Danemark-Belgique : Kevin De Bruyne encensé par la presse étrangère

Entré à la mi-temps, il a délivré une passe décisive et marqué un but, le tout après une blessure en finale de Ligue des champions. L'Europe n'a d'yeux que pour un seul homme ce jeudi soir : Kevin De Bruyne.

Kevin De Bruyne, lors de la rencontre Danemark - Belgique. - AFP

Romelu Lukaku a beau être l’homme du match ce soir, celui qui a mené la Belgique vers la victoire face au Danemark, selon la presse étrangère, c’est bien Kevin De Bruyne.

Après une première mi-temps dominée par les Danois, Roberto Martinez n’avait pas le choix : dès le retour des vestiaires, le patron des Diables Rouges a décidé de faire rentrer le milieu de Manchester City, blessé en finale de Ligue des Champions, mais « prêt ». Il lui aura fallu seulement dix minutes pour renverser la tendance.

Servi par Lukaku, il sert parfaitement Thorgan Hazard qui égalise. Avec cette passe décisive, De Bruyne devient le seul joueur européen à comptabiliser huit assists en tournoi majeur depuis le Mondial 2014. Plus encore : il est également devenu le seul européen à être à l’assist sur les quatre derniers tournois majeurs (2014, 2016, 2018 et 2020).

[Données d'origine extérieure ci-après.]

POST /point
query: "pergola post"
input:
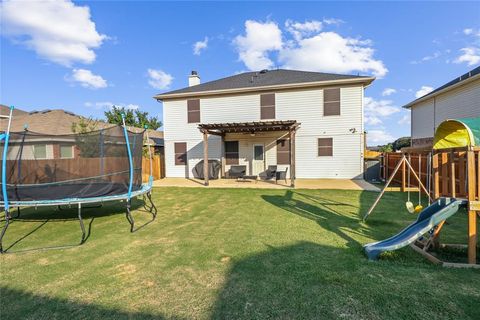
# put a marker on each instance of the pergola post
(292, 157)
(205, 157)
(472, 215)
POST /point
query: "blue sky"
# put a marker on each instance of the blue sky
(85, 56)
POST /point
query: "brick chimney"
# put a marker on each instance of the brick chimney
(193, 79)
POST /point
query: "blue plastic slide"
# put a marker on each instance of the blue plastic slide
(440, 210)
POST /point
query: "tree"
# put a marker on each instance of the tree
(386, 148)
(133, 118)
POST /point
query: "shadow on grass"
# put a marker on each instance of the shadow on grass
(331, 215)
(25, 305)
(57, 214)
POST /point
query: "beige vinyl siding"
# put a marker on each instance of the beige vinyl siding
(422, 120)
(306, 107)
(461, 102)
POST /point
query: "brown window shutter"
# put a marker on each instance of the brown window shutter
(331, 102)
(231, 152)
(267, 106)
(193, 111)
(325, 147)
(180, 153)
(283, 151)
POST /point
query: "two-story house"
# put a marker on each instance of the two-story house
(309, 123)
(459, 98)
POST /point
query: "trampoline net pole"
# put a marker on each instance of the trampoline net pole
(130, 162)
(150, 177)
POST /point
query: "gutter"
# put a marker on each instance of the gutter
(366, 80)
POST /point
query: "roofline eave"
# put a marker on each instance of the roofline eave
(365, 80)
(429, 96)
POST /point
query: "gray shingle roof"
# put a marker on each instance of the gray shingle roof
(455, 81)
(263, 78)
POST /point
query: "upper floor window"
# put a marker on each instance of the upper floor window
(325, 147)
(40, 151)
(267, 106)
(193, 111)
(331, 102)
(283, 151)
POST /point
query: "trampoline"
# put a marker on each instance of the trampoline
(73, 170)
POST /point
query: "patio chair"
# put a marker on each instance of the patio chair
(281, 175)
(237, 172)
(270, 173)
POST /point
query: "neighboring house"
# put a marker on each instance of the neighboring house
(254, 118)
(59, 123)
(459, 98)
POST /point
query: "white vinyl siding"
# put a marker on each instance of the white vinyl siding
(461, 102)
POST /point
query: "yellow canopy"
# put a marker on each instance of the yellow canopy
(456, 133)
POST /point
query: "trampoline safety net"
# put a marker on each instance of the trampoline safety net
(86, 165)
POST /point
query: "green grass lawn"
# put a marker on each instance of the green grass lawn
(231, 254)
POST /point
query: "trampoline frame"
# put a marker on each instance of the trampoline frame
(145, 190)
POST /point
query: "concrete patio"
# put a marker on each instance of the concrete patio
(340, 184)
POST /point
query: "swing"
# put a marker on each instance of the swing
(409, 204)
(419, 207)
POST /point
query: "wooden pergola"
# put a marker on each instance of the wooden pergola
(221, 129)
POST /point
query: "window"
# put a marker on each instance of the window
(66, 152)
(258, 152)
(193, 110)
(180, 153)
(331, 102)
(325, 147)
(283, 151)
(40, 151)
(267, 106)
(231, 152)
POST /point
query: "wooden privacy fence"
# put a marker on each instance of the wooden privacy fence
(52, 170)
(417, 160)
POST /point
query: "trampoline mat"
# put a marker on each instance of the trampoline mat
(66, 191)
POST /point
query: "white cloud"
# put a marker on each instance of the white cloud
(379, 108)
(471, 31)
(109, 105)
(259, 39)
(199, 46)
(375, 137)
(87, 79)
(330, 52)
(372, 120)
(405, 120)
(423, 91)
(159, 79)
(471, 55)
(307, 48)
(300, 30)
(388, 91)
(59, 30)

À peine quinze minutes plus tard, KDB conclut une superbe action collective, menée une fois encore par le tank Lukaku qui n’a pas voulu lâcher le ballon. 1-2.

Game changer

The Independent estime que ce but est digne d’un jeu sur la PlayStation. « La Belgique mérite à nouveau tous ses compliments de superstars avec De Bruyne déterminé à en faire son tournoi ». Un Kevin « diabolique », selon L’Equipe. « Un vengeur même pas masqué », selon So Foot. « Kevin De Bruyne répare la Belgique en 45 minutes », pointe de son côté le journal espagnol Marca. Le milieu belge « illumine la Belgique », selon les mots de la Gazzetta dello Sport. Pour BBC, il n’y a pas de doute : c’est lui qui a envoyé les Diables Rouges en huitièmes de finale de l’Euro.

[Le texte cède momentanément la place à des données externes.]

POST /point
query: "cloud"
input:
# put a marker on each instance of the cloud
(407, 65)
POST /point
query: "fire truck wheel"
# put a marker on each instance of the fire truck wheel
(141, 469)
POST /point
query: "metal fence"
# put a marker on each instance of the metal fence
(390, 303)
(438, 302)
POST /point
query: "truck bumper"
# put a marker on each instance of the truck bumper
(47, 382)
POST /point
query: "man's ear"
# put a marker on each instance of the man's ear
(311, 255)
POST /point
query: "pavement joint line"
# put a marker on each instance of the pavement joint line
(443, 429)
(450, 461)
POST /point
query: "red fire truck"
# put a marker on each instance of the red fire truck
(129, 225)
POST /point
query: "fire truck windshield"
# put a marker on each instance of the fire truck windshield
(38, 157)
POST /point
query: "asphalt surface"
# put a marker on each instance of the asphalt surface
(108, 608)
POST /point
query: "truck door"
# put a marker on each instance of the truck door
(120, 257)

Autre moment fort : Kevin De Bruyne s’est montré très sobre dans la célébration de son but, en hommage à Christian Eriksen. « J’étais content, bien sûr, mais j’ai trop de respect pour tout le monde ici », a-t-il expliqué après le match interrompu à la dixième minute, en référence au numéro du Danois, victime d’un malaise cardiaque contre la Finlande. « Je me suis dirigé vers le coin du terrain où Eriksen s’est effondré samedi et je suis resté calme. » La classe, jusqu’au bout.